Dr Who and Sarah Jane
Worth getting your heart broken

Sermon Preached at Whitkirk Parish Church, Leeds

Memorial Service - 18th June 2006



So what do you think about the current Doctor Who? Perhaps you haven’t seen any of them, but I find them very thought provoking and I think David Tennant has got the character spot on. A recent episode brought Sarah Jane back. She was his assistant back in the 70s when Jon Pertwee and Tom Baker played the doctor. She also had a digital dog called K-9 and he made a reappearance too.

The recent episode saw the doctor tackling some creatures trying to unlock the building blocks of creation. They did this by taking over the minds of the children in a school with some special mind altering oil used to cook the chips. A new twist on the health hazards of junk food! By unlocking these building blocks they could control time and matter. They try to entice the doctor into their plan by telling him that he could effectively turn back time, stop the war that left him as the only surviving time lord. His assistants would remain young for ever.

It is Sarah Jane who replies that everything has its time. Everything comes to an end. Pain and pleasure are linked. Having the time together is worth the pain that comes with losing.

Later Sarah Jane confesses that the doctor was a hard act to follow. No one could compare with him, but she doesn’t regret a moment of it and would do it all over again. She wouldn’t have missed it for the world. Poignantly she says “Some things are worth getting your heart broken for”.

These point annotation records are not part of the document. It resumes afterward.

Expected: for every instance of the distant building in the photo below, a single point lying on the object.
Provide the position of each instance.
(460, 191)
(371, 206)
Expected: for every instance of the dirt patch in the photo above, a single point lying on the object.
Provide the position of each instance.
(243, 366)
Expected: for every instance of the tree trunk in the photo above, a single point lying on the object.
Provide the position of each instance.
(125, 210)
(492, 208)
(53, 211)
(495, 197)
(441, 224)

Sound familiar? How much would you like to turn back time, to alter the building blocks and stay perpetually in…, well this is where the fantasy bangs up against reality, because precisely what time would you want to stay in. And if you could do that, what would that mean for the moments that went before it and made it all possible? It’s a dream and we know it can’t be real. Sarah Jane knows this too and says the words we desperately don’t want to say: ‘Everything has its time and comes to an end’. She also says the words we may feel deeply, about having your heart broken.

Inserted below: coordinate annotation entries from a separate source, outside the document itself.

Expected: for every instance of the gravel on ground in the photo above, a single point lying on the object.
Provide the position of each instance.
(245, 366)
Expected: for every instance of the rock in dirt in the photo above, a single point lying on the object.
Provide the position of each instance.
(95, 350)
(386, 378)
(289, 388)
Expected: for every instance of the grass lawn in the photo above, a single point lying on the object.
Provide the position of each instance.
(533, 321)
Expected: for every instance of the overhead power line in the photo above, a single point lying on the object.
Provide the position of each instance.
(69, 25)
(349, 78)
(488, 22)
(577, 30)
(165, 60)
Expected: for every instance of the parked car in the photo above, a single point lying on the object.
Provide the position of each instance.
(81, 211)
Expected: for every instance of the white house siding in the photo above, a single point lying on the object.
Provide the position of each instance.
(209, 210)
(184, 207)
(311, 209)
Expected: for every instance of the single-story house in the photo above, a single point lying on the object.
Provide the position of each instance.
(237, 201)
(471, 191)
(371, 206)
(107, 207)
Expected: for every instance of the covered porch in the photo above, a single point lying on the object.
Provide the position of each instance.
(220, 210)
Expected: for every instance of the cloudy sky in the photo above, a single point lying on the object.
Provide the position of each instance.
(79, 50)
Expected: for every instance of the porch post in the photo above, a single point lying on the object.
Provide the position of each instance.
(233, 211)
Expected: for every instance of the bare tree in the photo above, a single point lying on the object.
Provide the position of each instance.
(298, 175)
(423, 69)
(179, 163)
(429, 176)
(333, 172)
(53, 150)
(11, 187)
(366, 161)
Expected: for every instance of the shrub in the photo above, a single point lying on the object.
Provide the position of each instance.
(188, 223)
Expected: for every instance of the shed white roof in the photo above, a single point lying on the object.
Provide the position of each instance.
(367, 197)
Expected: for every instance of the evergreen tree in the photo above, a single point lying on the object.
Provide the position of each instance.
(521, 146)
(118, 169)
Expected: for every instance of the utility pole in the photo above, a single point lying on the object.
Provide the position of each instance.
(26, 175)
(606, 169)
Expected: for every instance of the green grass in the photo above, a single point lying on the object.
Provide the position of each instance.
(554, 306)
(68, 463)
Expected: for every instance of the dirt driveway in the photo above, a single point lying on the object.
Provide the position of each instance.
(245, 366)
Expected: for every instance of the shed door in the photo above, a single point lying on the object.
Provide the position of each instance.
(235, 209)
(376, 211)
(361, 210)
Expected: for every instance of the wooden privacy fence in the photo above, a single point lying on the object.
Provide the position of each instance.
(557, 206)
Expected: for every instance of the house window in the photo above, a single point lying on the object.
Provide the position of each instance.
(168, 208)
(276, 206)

The Christian faith is built on a mind bending hope, one that is almost too good to be true, that the ending of this life is the gate way to one beyond our imaging. What it doesn’t say is that there won’t be an end to this life and it doesn’t remove the pain of parting because that is real and it is a sign that there has been something that you wouldn’t have missed for the world. It gives us a place to hold that and you might find that lighting the candles in a moment provides a visible space for a moment for those treasured memories that mean so much.

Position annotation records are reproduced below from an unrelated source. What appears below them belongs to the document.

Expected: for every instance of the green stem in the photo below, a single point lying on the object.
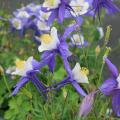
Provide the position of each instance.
(5, 81)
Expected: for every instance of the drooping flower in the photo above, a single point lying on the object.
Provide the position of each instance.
(111, 87)
(106, 4)
(26, 70)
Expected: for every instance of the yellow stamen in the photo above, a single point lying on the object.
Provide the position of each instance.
(16, 24)
(84, 71)
(20, 64)
(46, 38)
(50, 2)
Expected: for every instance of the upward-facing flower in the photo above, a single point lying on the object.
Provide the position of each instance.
(79, 7)
(80, 74)
(111, 86)
(78, 40)
(106, 4)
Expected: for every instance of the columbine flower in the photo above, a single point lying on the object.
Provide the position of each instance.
(78, 40)
(101, 32)
(27, 72)
(22, 67)
(51, 4)
(107, 4)
(111, 86)
(33, 8)
(87, 104)
(16, 23)
(57, 8)
(80, 74)
(97, 50)
(44, 15)
(49, 41)
(79, 7)
(22, 14)
(41, 25)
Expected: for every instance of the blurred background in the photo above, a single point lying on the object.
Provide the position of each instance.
(114, 21)
(11, 5)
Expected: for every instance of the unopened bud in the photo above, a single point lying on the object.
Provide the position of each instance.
(1, 70)
(97, 50)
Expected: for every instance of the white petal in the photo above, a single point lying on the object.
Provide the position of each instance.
(78, 75)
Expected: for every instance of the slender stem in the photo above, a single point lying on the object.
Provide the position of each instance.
(5, 81)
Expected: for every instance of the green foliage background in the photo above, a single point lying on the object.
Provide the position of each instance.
(28, 104)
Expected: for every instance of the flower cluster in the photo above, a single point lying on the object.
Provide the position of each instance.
(40, 19)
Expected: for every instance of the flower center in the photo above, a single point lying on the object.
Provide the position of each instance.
(46, 38)
(23, 14)
(84, 71)
(118, 80)
(20, 64)
(16, 23)
(50, 2)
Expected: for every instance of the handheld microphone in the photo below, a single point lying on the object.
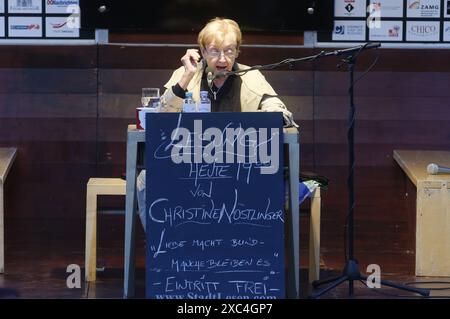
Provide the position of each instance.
(436, 169)
(209, 76)
(103, 9)
(311, 8)
(212, 74)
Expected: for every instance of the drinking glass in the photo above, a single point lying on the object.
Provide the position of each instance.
(150, 97)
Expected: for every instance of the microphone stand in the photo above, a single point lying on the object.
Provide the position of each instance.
(351, 271)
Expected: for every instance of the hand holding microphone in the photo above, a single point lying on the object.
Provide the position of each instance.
(212, 74)
(435, 169)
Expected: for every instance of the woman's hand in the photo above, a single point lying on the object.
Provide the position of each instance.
(190, 60)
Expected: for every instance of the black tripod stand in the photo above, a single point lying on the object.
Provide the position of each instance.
(351, 271)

The hope that the Christian faith holds out goes much further than our imaginations can contain. The second reading, from St Paul’s letter to the church in Corinth (1 Corinthians 15:1, 3-4, 35-38, 42, 57-58), uses the image of a seed. The seed that is buried carries the genetic blue print for the plant that will follow, but what grows is way beyond what you would imagine looking at that seed. There is a clear link, but the glory of the flower, or wheat in his example, is so much more colourful and flamboyant than we would guess.

A question I am sometimes asked is ‘will we be together again’. I understand the deep desire for this, but I think what is in store is even better than this. Think of what it means to be reunited and multiply that by a factor of 15 million! That is what is in store for us all. We call this the resurrection and our minds hit overload when we try to think of it because we have only a limited compartment in our brains to put it in. All we know is that what we had was pretty good and we hope to get it back because there is a hole where it once was that nothing else seems able to fill. Think of the seed, though. It doesn’t become the seed again, it becomes whatever plant it grows into, but it still has a link with what it once was. So what is important from now will be carried into the new life and the intimacy and the love is God given and God-shaped, so I can’t imagine that not being given its own space.

Ultimately we live for God and all that we are and do is held within the love of God. This gives us a tremendous confidence that the pain is worth it because the joy is worth it. It’s worth having your heart broken because the flowering that awaits is so much more glorious and part of that glory is reflected in the brilliant bits now.

The Christian faith calls us to be thankful in all things because this is God’s world and we are made by and for God. All of us are therefore united and reunited in that love and the bonds are eternal.